On Mon, Nov 28, 2022 at 05:04:32PM +0100, Hécate wrote:
In a fit of madness I have found myself writing Haskell code where I need to implement a Storable instance. However, by virtue of not being a C programmer, I'm fairly lost on some of the details, especially the value of the sizeOf and alignment methods.

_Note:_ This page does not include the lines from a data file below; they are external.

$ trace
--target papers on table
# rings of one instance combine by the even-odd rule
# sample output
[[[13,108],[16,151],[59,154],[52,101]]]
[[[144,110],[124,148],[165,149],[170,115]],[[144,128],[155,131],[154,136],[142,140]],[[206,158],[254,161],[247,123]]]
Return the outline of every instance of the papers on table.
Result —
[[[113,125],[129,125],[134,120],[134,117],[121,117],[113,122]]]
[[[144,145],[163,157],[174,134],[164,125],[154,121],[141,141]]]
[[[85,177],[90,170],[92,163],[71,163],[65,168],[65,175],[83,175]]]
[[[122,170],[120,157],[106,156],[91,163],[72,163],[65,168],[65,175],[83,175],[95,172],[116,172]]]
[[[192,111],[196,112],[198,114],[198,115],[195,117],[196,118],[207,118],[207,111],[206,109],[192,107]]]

My Haskell-level record is the following:
data SignedMessage = SignedMessage { messageLength :: CSize , messageForeignPtr :: ForeignPtr CUChar , signatureForeignPtr :: ForeignPtr CUChar }
This is not the sort of object for which `Storable` makes sense. It holds ephemeral pointers to variable sized external data, and so cannot be serialised in a modest fixed-size memory block. The `Storable` class is for primitive data (Ints, Words, ...) and simple fixed layout structures consisting of same (e.g. various structures passed to, or returned by C system calls). When structures contain pointers to data, nested `peek` or `poke` calls (with associated memory allocations) may be needed to read or write the structure. To serialise your "SignedMessage" object you may need a higher-level serialisation format. ASN.1, protobufs, ... or (for a Haskell-only format) an instance of `Data.Binary.Binary` (rather than Storable). https://hackage.haskell.org/package/binary-0.10.0.0/docs/Data-Binary.html What's the use case here? -- Viktor.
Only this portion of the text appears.